Sep 24, 2010 15:12
I had a dream last night that ended like this: I was watching my friend's three month old baby and it kept shrinking every time I looked at it or touched it, but it needed attention and I couldn't ignore it. I kept trying to console it - what's wrong, what's wrong? - and it would just scream and get smaller and more shriveled. Someone came into the room while this was happening and I tried to hide it, I didn't want to explain what the fuck was going on, or deal with the idea it was happening. We talked about mundane crap with weird edges and the whole time every piece of tissue behind my face was screaming "JUST GET THE FUCK AWAY FROM ME I NEED TO FIX THIS" but I was so compelled to hold my composure to an extent and not let this person in on the real issues at all. When they finally left I turned around and the baby was very shrivelled, the size of my hand and had crawled under a couch cushion and somehow lost its clothes and diaper in the process; it started shitting there, semi under the couch cushion and it looked like mint chocolate ripple ice cream but the room smelled worse than death.

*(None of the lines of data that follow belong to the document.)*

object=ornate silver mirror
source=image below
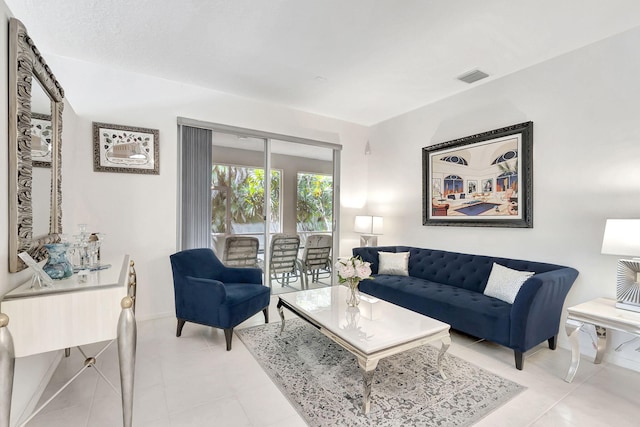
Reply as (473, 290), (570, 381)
(9, 18), (64, 272)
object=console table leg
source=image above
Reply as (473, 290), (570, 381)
(118, 296), (137, 427)
(593, 325), (607, 363)
(564, 320), (583, 383)
(437, 337), (451, 380)
(0, 313), (16, 427)
(277, 301), (284, 333)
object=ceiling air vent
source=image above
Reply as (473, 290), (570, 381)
(458, 70), (489, 83)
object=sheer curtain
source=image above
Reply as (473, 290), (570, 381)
(178, 125), (212, 250)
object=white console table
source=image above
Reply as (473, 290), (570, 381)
(565, 298), (640, 383)
(0, 255), (136, 427)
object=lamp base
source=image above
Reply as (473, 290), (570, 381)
(360, 234), (378, 246)
(616, 301), (640, 313)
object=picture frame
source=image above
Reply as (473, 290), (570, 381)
(422, 122), (533, 228)
(93, 122), (160, 175)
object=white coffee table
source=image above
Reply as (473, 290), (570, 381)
(278, 286), (451, 414)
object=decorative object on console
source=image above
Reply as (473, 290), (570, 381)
(353, 215), (383, 246)
(336, 256), (371, 307)
(93, 122), (160, 175)
(68, 224), (105, 272)
(601, 219), (640, 312)
(42, 243), (73, 280)
(18, 252), (53, 290)
(422, 122), (533, 228)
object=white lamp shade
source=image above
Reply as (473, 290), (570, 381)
(353, 215), (383, 235)
(601, 219), (640, 256)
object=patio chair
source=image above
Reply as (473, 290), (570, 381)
(298, 234), (333, 289)
(222, 236), (260, 267)
(269, 234), (300, 287)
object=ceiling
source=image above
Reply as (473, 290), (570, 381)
(4, 0), (640, 125)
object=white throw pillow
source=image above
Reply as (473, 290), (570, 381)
(378, 252), (409, 276)
(484, 262), (535, 304)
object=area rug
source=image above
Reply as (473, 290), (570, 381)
(236, 319), (525, 427)
(456, 202), (500, 216)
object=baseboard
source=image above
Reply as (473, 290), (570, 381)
(136, 311), (176, 322)
(11, 350), (64, 427)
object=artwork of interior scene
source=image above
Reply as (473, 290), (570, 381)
(93, 123), (160, 175)
(423, 123), (532, 226)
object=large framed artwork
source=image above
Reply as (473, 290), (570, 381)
(93, 122), (160, 175)
(422, 122), (533, 228)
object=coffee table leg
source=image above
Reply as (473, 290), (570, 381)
(438, 337), (451, 380)
(277, 300), (284, 333)
(593, 325), (607, 364)
(358, 358), (378, 415)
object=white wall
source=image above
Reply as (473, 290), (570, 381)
(0, 4), (82, 425)
(368, 29), (640, 369)
(42, 57), (368, 324)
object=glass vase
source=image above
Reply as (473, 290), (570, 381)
(347, 281), (360, 307)
(42, 243), (73, 280)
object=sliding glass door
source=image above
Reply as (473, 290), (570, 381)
(179, 119), (341, 292)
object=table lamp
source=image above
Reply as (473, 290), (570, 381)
(353, 215), (382, 246)
(602, 219), (640, 312)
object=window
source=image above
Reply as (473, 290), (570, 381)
(444, 175), (464, 196)
(296, 172), (333, 234)
(211, 164), (282, 235)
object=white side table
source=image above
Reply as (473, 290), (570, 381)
(565, 298), (640, 383)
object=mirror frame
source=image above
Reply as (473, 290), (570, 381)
(9, 18), (64, 273)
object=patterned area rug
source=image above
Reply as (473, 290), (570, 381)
(236, 319), (525, 427)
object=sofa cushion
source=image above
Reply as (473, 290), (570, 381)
(378, 252), (409, 276)
(484, 262), (534, 304)
(360, 274), (511, 345)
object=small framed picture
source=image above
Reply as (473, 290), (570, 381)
(31, 113), (53, 168)
(93, 122), (160, 175)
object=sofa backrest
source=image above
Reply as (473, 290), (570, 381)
(353, 246), (565, 292)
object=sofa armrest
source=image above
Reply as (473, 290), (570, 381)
(217, 267), (262, 285)
(351, 246), (398, 274)
(509, 267), (578, 352)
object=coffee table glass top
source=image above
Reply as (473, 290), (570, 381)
(279, 286), (449, 354)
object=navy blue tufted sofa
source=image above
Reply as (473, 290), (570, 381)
(353, 246), (578, 370)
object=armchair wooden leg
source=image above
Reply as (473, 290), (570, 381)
(224, 328), (233, 351)
(176, 319), (187, 337)
(513, 350), (524, 371)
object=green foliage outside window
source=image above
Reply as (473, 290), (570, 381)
(296, 173), (333, 232)
(211, 165), (281, 233)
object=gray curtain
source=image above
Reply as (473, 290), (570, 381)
(180, 126), (212, 250)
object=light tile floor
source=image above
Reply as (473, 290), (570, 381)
(22, 296), (640, 427)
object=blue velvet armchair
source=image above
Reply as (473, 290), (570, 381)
(170, 248), (270, 351)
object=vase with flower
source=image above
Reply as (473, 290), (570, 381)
(335, 256), (373, 307)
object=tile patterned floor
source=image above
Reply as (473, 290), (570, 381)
(22, 296), (640, 427)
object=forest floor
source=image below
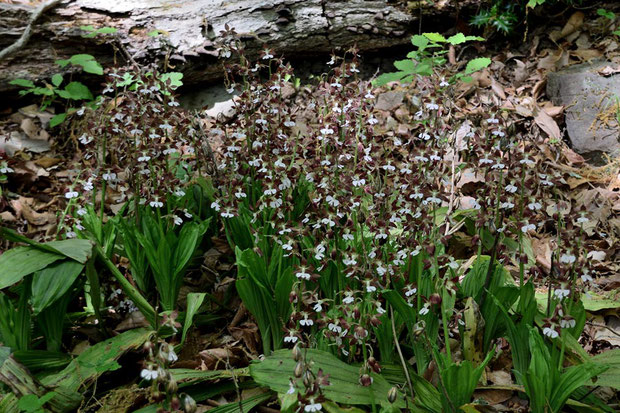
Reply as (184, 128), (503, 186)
(0, 1), (620, 412)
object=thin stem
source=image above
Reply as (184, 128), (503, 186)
(390, 306), (414, 401)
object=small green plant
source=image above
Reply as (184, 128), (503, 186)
(469, 0), (581, 37)
(0, 228), (93, 351)
(17, 391), (56, 413)
(470, 0), (520, 34)
(10, 54), (103, 127)
(374, 33), (491, 86)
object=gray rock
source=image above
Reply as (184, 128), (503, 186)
(547, 61), (620, 155)
(375, 90), (405, 110)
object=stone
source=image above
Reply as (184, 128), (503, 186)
(547, 61), (620, 156)
(375, 90), (405, 110)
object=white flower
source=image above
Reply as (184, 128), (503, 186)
(140, 368), (158, 380)
(587, 251), (607, 261)
(101, 172), (116, 181)
(79, 133), (93, 145)
(521, 224), (536, 234)
(159, 122), (172, 132)
(304, 399), (323, 413)
(295, 268), (310, 280)
(314, 244), (325, 260)
(220, 208), (235, 218)
(543, 327), (559, 339)
(342, 291), (355, 304)
(149, 197), (164, 208)
(325, 195), (340, 207)
(560, 254), (577, 264)
(527, 202), (542, 211)
(560, 318), (577, 328)
(164, 345), (179, 363)
(327, 323), (342, 333)
(284, 331), (298, 343)
(577, 217), (590, 224)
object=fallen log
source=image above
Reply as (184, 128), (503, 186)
(0, 0), (481, 92)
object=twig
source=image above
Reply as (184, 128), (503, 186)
(0, 0), (61, 60)
(390, 306), (414, 402)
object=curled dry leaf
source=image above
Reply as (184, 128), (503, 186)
(534, 107), (562, 141)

As it came out the baby's stomach caved in and the rest of it's body followed and what was left was a pile of terribly reeking excrement that was about the size of my hand (like the baby had been) and a baby no larger than a finger puppet all dried out, looking like a tiny, semi-baby shaped, scorched thin tortilla chip. I was a completely panicked mess, here I was with someone's new baby that they loved and cherished and suddenly it undergoes some intense voodoo transformation and vanishes, not even leaving a body for her parents to grieve over? I couldn't handle the pressure, I couldn't imagine giving her parents this tiny chip skin and a pile of mint chocolate chip looking poo in a Tupperware saying "This is all that's left of her, I don't know what happened - " No not at all. I crumpled up the hard shrivelled skin in my hand and sprinkled it into the corner of the couch cushion and left town. I didn't know what else to do.
Is this a metaphor for my inner child, or just fucking weird?